There is no shortage of consultancies out there that claim to understand and measure corporate culture.  Several of them, such as Denison Consulting, Chandler Macleod, Human Synergistics, and Walking the Talk, have developed highly “scientific” formulas for measuring a company’s culture.  The results of their surveys inform companies that their culture is ‘people oriented,’ or ‘customer focused,’ or ‘aggressive,’ or some other combination of words used to describe what is going on in that company.  Visually, the results of these surveys are most often color-coded, so that a company is more or less red, blue, or possibly even green.

Percentile Circumplex

But what really, at the end of the day, do these sorts of assessments tell us, or more importantly, what do they actually do for an organization?  After the results of a survey are presented, the client company is then faced with the challenge of changing values, behaviors, and a whole host of other rather personal things.  Implicit in this approach is an accusatory tone that says to many people within the firm that they have the wrong values and beliefs, and that in order for the organization to change in a desired way those people need to change (who they are).

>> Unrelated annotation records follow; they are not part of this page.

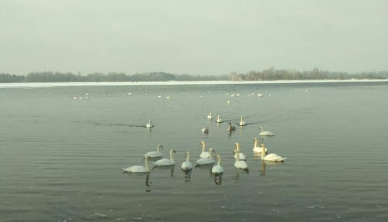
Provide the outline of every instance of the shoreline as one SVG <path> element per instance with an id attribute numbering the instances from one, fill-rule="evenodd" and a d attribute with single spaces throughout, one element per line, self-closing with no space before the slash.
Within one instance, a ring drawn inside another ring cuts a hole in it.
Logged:
<path id="1" fill-rule="evenodd" d="M 237 85 L 295 83 L 326 83 L 334 82 L 388 82 L 385 79 L 344 79 L 273 80 L 266 81 L 182 81 L 166 82 L 3 82 L 0 88 L 44 88 L 64 86 L 179 86 L 184 85 Z"/>

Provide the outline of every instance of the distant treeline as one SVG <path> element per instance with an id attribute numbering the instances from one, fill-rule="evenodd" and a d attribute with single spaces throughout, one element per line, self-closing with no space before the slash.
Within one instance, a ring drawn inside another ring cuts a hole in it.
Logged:
<path id="1" fill-rule="evenodd" d="M 246 73 L 233 72 L 227 75 L 192 75 L 154 72 L 129 75 L 124 73 L 107 74 L 94 73 L 86 75 L 70 72 L 43 72 L 29 73 L 27 75 L 0 73 L 0 82 L 149 82 L 165 81 L 255 81 L 278 80 L 385 79 L 388 71 L 350 74 L 329 72 L 314 68 L 310 71 L 275 69 L 273 67 L 262 71 L 251 71 Z"/>
<path id="2" fill-rule="evenodd" d="M 165 81 L 217 81 L 227 80 L 228 76 L 192 75 L 163 72 L 126 74 L 94 73 L 87 75 L 68 72 L 35 72 L 26 76 L 0 73 L 0 82 L 149 82 Z"/>
<path id="3" fill-rule="evenodd" d="M 309 71 L 275 69 L 273 67 L 262 71 L 251 71 L 246 73 L 229 74 L 232 81 L 258 81 L 278 80 L 385 79 L 388 71 L 371 72 L 350 74 L 346 72 L 329 72 L 314 68 Z"/>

This is rubbish.  What starts out as a bunch of words ends up with just a bunch of other words.  All firms aspire to be innovative, fair, customer oriented, grounded in integrity, focused on all stakeholders, etc.  What company doesn’t want these things?  What is presented by the A-List culture consultancies is merely candy floss masquerading as science.  Managers know that they need to attend to culture, yet they are so wedded to and blinded by the magic of science that they lie down and eat the candy floss.

Coworking as Change-Management Methodology

As the various experiments in ABW are showing, a company doesn’t need words about values, beliefs, and feelings in order to embark on meaningful cultural change.  Rather, what is needed are commitments.  The physical design, and the socio-physical-psychological interaction of people in well-designed spaces, creates patterns of community interaction on its own.  Of course it’s not all in the space alone.  It also includes giving employees choice, flexibility, and autonomy in how they do their work.  Companies can say that they aspire to be all sorts of things, but what high-performing knowledge workers really want is not that mysterious.  They want:

1. Trustworthy leaders

2. A business strategy that has a purpose beyond $

3. Involvement in meaningful work

4. Colleagues that don’t suck

5.  Maximum flexibility in how they organize their lives

6. The opportunity to innovate and grow professionally and personally

These things only become accessible and real to a group of employees if a company commits to them.  This entails designing spaces and policies that flow in accordance to the organic flows of human nature.

A culture change process that starts with the materiality of design has the potential to actually build culture, through design, without using an excess of words and colors.  The challenge, it seems, lies, first, in building the spaces and policies that align with human nature, then second, just getting out of the way.